Hovannisian argued that the killing of more than a million Armenians in eastern Turkey in 1915 was genocide on a similar scale, and he made that point in an address to an assembly attended by more than 500 students. Turkish officials have denied responsibility for the slayings, blaming the deaths on the chaos of World War I.
“He was not a loudmouth, but he was proud and articulate,” Weinstein said. “In fact, he was a shy and retiring type of guy, but when we had discussions publicly in the class, he was so impressive in the way he made his point that he did convince me.”
At the Fletcher School, part of Tufts University in Medford, Mass., Prof. Alfred P. Rubin remembered Hovannisian as “calm, detached . . . not excitable or unreasonable or fanatic at all, but the kind of person in whose considered judgment I’d have a lot of faith.”

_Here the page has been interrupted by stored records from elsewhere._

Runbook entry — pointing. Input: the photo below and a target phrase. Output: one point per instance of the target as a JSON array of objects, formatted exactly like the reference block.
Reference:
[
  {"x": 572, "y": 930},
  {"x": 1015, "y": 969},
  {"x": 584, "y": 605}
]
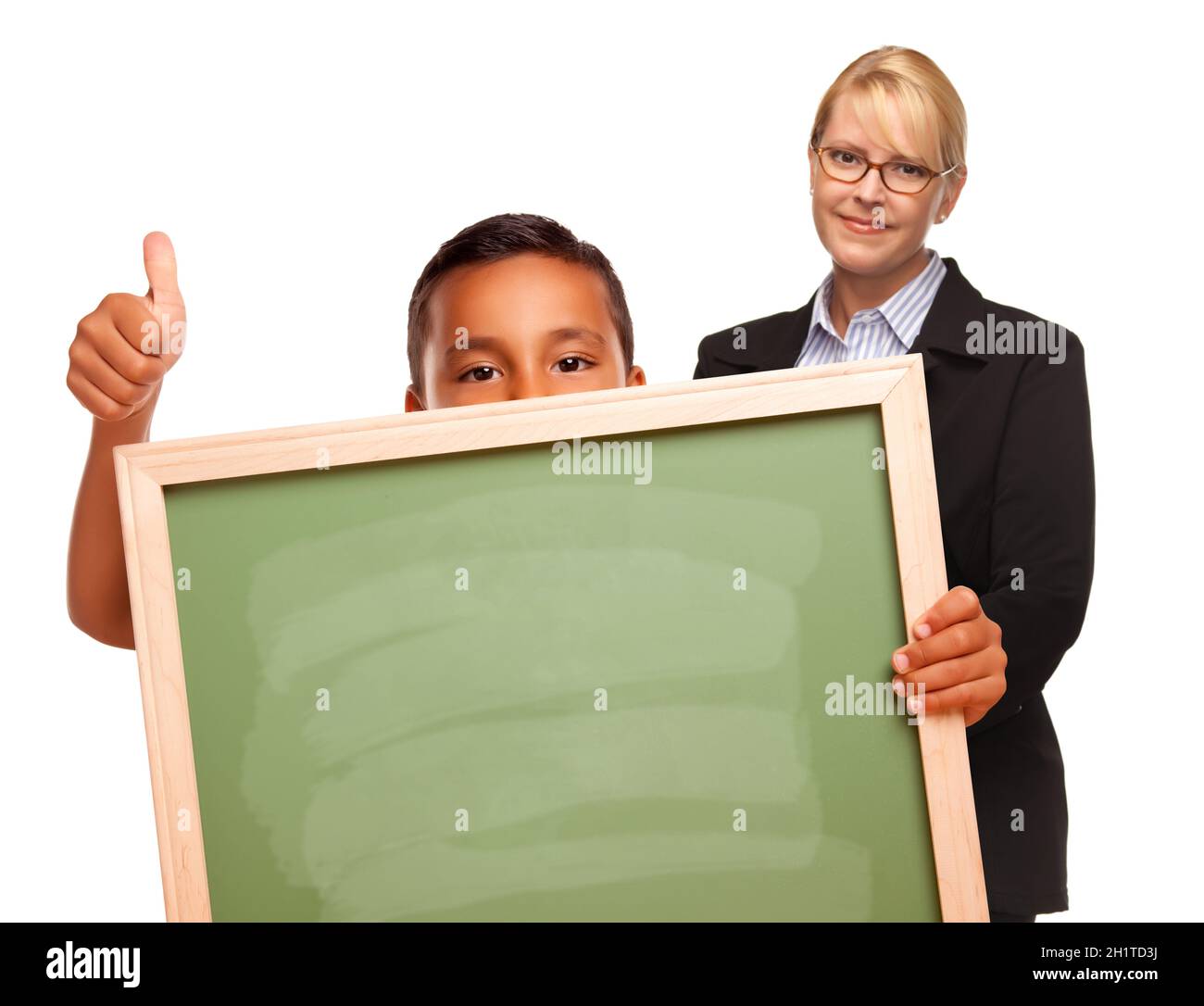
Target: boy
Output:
[{"x": 513, "y": 307}]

Rubin, a specialist in international law, wondered what the appointment would mean for Hovannisian’s status as an American citizen.
“It’s very hard for me to see how he can be primarily loyal to Armenia and the United States at the same time,” he said. “The State Department or the Justice Department might want to lift his passport.”
But Raffi Hovannisian, as American as he is Armenian, is not about to give up his passport.
“In fact, it was the extension of the American dream, to help one’s homeland break free of its Communist past and enter into a very important transitional period,” he said. “I certainly do not renounce my American citizenship, and I do not foresee any problem.”
His three sons, 5 years and under, remain for now with family members in Los Angeles, but his wife, Armine, is with him now in Yerevan.